鎌倉時代の後期、日本中は内乱が続き、民衆は飢餓に苦しみ、疫病が蔓延して、まさに生き地獄のような悲惨な状況下にあった。

日蓮聖人は、この惨状を救わんとして、「立正安国論」を撰述、幕府に奏上し、法華経による国家の平和を願い、民衆救済の方法を提起した。

幕府はこの「立正安国論」を理解しえず、政策の中傷と誤解し、文永8年(1271)9月12日、鎌倉松葉谷の草庵で日蓮聖人を捕らえ、市中引回しのうえ、この地龍の口刑場に連行したのである。当時の龍の口刑場は、罪人すべてを斬首に処した処刑場であった。

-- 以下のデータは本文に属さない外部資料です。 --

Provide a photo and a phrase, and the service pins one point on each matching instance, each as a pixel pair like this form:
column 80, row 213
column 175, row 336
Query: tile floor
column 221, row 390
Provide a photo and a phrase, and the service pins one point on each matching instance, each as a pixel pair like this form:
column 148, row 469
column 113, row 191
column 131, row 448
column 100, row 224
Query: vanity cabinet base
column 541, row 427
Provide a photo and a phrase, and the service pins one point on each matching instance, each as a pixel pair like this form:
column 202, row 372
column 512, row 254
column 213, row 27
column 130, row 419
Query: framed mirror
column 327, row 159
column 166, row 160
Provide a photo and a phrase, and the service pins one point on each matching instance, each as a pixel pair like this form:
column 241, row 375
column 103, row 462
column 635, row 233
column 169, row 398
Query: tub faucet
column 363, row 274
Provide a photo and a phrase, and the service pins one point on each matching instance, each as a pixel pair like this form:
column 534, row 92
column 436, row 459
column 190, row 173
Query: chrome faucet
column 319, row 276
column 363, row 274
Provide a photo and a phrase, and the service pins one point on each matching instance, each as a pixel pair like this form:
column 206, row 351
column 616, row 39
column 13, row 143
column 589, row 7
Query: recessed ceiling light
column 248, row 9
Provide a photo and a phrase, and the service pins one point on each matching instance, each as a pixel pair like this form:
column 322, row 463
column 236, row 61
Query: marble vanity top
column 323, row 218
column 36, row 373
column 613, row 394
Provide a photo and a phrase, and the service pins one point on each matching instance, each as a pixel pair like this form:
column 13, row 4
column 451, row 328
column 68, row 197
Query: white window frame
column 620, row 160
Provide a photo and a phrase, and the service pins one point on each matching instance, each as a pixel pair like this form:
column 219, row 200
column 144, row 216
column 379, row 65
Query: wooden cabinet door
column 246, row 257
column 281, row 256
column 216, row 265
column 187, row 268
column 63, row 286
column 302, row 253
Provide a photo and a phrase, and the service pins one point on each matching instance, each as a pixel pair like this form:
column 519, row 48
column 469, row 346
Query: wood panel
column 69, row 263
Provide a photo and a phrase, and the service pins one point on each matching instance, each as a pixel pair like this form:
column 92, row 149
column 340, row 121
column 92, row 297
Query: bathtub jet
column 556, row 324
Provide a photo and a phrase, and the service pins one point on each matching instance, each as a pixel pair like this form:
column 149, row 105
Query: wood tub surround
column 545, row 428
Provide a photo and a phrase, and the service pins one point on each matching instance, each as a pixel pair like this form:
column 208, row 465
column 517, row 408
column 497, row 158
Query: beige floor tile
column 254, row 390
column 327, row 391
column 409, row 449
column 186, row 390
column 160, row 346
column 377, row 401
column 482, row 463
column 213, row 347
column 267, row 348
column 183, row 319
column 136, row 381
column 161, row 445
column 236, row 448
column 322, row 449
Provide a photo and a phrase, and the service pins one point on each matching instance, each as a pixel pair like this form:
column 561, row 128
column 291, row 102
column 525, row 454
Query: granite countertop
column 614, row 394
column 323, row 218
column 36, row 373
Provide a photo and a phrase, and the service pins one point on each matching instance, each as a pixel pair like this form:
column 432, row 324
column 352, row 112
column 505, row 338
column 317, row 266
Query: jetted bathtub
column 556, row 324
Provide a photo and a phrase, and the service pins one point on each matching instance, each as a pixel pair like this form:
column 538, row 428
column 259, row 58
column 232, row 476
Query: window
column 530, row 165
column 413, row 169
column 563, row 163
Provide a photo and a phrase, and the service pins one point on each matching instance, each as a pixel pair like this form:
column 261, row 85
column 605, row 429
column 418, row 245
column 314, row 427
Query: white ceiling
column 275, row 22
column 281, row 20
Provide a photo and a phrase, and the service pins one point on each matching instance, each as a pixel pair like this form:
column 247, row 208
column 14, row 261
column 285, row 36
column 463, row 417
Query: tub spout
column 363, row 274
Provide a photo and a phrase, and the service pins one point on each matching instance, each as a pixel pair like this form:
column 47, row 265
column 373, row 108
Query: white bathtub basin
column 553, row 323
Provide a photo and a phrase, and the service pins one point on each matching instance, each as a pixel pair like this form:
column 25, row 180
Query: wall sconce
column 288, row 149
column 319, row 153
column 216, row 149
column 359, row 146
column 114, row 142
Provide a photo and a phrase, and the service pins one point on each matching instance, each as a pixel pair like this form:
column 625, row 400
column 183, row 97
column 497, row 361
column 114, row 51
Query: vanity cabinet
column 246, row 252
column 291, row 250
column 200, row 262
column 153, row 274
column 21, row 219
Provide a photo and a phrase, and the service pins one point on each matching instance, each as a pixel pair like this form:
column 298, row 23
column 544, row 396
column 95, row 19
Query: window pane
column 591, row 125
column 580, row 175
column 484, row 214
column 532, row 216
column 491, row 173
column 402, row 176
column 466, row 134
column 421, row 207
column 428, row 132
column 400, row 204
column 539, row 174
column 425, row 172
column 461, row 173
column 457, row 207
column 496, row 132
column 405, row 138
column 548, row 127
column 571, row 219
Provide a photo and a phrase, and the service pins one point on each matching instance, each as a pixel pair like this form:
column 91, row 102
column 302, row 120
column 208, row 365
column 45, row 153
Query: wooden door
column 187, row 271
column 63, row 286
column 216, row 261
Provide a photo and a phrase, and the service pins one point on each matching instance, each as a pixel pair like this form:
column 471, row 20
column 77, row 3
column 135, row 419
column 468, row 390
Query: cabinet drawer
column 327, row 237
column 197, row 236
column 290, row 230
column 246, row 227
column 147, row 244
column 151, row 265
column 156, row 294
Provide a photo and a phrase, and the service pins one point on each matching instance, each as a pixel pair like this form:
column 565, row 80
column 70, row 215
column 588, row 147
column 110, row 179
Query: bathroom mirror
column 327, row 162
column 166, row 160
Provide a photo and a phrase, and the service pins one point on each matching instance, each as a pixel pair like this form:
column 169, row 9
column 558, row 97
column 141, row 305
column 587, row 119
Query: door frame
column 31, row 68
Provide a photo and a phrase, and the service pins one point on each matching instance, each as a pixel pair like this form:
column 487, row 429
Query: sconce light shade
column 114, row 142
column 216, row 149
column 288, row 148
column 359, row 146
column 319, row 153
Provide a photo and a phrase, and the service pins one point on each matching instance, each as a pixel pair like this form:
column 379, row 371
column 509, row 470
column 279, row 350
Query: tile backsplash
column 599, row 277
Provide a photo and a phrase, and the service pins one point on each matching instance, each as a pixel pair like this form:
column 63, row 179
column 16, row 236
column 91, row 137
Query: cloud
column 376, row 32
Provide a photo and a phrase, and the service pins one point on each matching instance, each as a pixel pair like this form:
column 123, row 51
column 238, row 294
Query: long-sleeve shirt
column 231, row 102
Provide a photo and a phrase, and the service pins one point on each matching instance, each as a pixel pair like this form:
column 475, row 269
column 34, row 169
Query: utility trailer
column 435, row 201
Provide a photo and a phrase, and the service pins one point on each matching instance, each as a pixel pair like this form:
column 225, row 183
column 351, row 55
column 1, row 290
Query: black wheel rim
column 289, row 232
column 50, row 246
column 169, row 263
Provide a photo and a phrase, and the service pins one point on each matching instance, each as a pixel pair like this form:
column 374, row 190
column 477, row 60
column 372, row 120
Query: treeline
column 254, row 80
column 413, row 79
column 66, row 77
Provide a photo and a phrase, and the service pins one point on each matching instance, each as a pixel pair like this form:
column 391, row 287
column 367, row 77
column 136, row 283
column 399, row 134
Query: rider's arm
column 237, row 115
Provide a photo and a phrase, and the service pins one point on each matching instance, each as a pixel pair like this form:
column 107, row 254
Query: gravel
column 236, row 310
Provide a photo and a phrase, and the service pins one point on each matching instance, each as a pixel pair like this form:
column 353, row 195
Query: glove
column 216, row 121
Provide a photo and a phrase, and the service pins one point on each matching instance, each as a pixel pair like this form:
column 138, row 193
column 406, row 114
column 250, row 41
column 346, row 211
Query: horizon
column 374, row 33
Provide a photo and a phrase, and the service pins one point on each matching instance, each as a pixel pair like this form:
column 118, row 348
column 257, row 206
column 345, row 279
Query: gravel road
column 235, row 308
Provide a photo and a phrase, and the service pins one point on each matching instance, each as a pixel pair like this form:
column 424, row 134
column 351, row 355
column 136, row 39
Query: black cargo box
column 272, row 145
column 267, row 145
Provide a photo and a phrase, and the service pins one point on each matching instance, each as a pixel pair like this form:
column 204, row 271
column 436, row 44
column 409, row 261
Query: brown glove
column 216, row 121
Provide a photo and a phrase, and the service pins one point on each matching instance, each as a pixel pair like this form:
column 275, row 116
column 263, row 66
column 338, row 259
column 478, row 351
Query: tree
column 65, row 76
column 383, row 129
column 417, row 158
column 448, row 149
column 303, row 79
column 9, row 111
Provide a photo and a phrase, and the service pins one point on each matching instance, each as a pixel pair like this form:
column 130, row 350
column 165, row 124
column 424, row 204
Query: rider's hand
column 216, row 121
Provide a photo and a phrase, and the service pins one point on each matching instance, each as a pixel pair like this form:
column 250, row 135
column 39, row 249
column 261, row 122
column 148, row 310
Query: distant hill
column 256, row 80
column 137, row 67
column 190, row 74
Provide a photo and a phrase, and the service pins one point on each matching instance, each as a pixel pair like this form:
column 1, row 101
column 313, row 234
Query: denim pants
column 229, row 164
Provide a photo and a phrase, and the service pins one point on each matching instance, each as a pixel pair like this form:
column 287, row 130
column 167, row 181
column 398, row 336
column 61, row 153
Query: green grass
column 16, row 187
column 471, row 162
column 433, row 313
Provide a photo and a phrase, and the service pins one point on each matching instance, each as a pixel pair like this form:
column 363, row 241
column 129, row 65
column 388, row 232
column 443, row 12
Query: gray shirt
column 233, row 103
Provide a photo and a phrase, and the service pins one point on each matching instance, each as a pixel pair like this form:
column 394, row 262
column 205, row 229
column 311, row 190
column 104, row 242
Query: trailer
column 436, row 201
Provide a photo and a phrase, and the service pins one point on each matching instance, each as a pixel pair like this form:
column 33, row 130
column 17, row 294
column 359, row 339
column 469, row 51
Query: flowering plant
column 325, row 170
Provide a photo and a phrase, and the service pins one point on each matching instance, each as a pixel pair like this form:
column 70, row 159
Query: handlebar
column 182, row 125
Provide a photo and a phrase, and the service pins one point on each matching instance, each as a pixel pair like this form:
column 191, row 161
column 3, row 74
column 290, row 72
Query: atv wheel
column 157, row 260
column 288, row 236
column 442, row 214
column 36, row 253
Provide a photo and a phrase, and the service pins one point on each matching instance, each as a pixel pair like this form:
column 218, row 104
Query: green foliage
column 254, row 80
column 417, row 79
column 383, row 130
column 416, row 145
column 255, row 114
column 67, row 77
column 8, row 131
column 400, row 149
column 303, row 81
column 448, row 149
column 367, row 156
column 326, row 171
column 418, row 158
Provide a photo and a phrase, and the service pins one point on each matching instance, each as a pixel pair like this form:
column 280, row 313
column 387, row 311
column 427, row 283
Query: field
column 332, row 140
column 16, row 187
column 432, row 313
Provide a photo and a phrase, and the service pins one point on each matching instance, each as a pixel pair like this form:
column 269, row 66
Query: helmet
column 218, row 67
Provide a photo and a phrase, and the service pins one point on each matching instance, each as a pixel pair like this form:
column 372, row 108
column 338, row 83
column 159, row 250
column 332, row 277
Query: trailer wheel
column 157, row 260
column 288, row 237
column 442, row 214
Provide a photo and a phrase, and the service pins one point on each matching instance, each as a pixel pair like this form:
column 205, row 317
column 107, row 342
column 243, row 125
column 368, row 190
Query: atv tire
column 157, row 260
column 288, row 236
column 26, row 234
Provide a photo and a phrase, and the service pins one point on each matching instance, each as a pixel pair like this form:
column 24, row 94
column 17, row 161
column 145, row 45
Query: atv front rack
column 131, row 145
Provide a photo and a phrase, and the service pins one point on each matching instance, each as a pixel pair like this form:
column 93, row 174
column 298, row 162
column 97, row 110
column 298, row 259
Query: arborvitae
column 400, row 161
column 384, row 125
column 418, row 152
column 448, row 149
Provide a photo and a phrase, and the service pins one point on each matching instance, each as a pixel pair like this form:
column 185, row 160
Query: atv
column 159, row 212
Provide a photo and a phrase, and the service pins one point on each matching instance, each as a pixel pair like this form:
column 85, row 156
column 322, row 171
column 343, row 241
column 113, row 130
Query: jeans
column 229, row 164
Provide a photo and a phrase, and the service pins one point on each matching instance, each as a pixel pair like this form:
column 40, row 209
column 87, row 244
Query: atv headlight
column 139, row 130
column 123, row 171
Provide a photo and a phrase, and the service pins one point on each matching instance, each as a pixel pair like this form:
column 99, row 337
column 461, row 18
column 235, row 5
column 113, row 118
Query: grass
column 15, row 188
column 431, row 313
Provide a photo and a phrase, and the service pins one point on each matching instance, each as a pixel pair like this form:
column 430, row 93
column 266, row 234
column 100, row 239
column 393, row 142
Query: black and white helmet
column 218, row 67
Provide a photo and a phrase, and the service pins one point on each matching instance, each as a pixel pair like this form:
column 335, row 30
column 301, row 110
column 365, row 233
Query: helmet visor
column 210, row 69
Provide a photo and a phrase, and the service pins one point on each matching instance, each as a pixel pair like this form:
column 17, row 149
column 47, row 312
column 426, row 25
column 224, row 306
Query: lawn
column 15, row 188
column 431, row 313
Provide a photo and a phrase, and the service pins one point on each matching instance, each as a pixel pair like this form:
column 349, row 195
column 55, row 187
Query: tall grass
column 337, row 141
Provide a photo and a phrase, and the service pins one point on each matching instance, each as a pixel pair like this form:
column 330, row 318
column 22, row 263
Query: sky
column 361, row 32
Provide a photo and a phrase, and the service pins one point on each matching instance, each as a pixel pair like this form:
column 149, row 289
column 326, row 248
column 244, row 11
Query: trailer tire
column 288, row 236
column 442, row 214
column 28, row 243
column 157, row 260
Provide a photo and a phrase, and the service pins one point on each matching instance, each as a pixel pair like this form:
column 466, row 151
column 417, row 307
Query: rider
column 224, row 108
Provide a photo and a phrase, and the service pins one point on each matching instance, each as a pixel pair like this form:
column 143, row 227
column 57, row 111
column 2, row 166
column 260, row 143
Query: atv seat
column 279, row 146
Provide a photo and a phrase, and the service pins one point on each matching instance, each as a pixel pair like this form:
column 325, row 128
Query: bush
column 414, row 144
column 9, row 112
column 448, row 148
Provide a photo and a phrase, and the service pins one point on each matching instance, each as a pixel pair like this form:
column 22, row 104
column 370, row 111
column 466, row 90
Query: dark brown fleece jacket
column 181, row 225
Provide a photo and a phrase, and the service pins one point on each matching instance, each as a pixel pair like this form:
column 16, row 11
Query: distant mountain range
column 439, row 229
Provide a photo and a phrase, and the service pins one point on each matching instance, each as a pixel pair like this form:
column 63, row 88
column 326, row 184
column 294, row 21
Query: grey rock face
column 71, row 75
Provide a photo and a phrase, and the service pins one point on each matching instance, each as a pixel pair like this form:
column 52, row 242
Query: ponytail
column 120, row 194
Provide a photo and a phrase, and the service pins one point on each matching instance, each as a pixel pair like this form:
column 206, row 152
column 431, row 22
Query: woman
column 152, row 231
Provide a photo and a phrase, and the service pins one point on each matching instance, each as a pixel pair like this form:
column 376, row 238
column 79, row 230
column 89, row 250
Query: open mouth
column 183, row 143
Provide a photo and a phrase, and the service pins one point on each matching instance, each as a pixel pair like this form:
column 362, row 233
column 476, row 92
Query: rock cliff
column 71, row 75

翌13日子丑の刻(午前1時前後)、日蓮聖人を土牢から引き出し、敷皮石の上に座らせ、斬首の準備を整えた。この時日蓮聖人は、法華経の行者として、法華経に命を捧げることはむしろ喜びであると、泰然自若として題目を大音声で唱え、首の座についたという。

日蓮聖人の手紙には、このとき江ノ島の方から満月のような光りものが飛び来たって斬首の役人は目が眩み、おののき、倒れたと記されている。

いずれにせよ、幕府の使者が到着して、刑は中止されたのである。

龍の口刑場へ連行され、処刑中止となった人物は日蓮聖人以外、だれも知られていない。誠に尊いことである。

日蓮聖人入滅後、直弟子日法上人が延元2年(1337)に一堂を建立、自作の日蓮聖人像と首の座の敷皮石を安置したのがこの寺のはじまりである。

爾来連綿と法灯を継承し、日蓮聖人四大法難中屈指の霊跡と称され今日に至る。

当山では毎年9月11,12,13日を龍口法難会と定め、講中の万灯数十基、参詣者数十万人が参集し大法要が営まれる。